一二两句由今而入昔,思绪万端,言简意丰,情溢于词,而对于全诗来说还只是开始,它给与何戡重逢创造了环境和心理的背景。第三句折转入正题,妙以何戡之在,点出“旧人”之不在,如此情景,则“在”亦悲,“不在”亦悲,无限悲痛,隐于字背。况且唯有的一位旧人何戡,又偏不忘旧事,又为他唱起了当年送别的离歌《渭城曲》——“西出阳关无故人”——可没有人能想到重入长安无故人。何戡一曲,往日的“别帝京”,此时的耆旧凋零,更是齐袭心头,千层浪,万重波。滔滔难平。有人说艺术贵在引人思索,此诗之妙,大概也在于此。
《注解选唐诗》:“不胜情”三字有味,旧人唯有何戡在,见得旧时公卿大夫与己为仇者,今无一存,惟歌妓何戡尚在。

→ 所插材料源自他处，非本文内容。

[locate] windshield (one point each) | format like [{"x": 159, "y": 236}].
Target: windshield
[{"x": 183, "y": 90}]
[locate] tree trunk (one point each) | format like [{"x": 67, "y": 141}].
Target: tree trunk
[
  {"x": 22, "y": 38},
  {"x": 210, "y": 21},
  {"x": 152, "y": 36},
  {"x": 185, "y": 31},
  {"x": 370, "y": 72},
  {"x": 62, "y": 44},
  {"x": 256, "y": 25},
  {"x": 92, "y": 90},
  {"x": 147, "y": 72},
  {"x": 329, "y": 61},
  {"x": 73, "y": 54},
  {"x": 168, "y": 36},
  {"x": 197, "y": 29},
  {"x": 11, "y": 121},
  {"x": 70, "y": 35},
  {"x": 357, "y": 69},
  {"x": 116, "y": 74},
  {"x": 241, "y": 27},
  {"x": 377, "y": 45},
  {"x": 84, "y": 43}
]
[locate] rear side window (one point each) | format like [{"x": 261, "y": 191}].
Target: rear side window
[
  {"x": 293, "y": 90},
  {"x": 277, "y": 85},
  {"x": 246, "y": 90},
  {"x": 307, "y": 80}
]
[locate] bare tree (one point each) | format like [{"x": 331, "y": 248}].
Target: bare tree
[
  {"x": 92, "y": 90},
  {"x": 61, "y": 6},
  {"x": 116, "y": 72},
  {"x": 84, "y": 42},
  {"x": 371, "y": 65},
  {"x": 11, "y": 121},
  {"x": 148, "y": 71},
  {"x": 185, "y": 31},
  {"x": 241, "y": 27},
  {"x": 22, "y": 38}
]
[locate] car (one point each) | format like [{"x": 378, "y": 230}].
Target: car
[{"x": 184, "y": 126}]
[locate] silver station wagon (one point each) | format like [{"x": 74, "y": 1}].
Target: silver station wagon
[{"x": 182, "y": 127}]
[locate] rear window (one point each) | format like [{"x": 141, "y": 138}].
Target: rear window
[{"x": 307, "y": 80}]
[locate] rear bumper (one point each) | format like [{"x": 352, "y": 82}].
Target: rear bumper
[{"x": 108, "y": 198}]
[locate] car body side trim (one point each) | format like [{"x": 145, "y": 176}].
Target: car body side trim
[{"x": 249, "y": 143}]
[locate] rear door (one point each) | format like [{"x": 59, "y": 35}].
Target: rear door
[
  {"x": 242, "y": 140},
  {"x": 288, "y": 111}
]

《归田诗话》:(刘禹锡)晚始得还,同辈零落殆尽。有诗云:“昔年意气伍群英,几度朝回一字行。二十年来零落尽,两人相遇洛阳城。”又云:“休唱贞元供奉曲,光时朝士已无多。”又云:“旧人惟有何戡在,更与殷勤唱渭城。”盖自德宗后,历顺、宪、穆、敬、文、武、宣、凡八朝。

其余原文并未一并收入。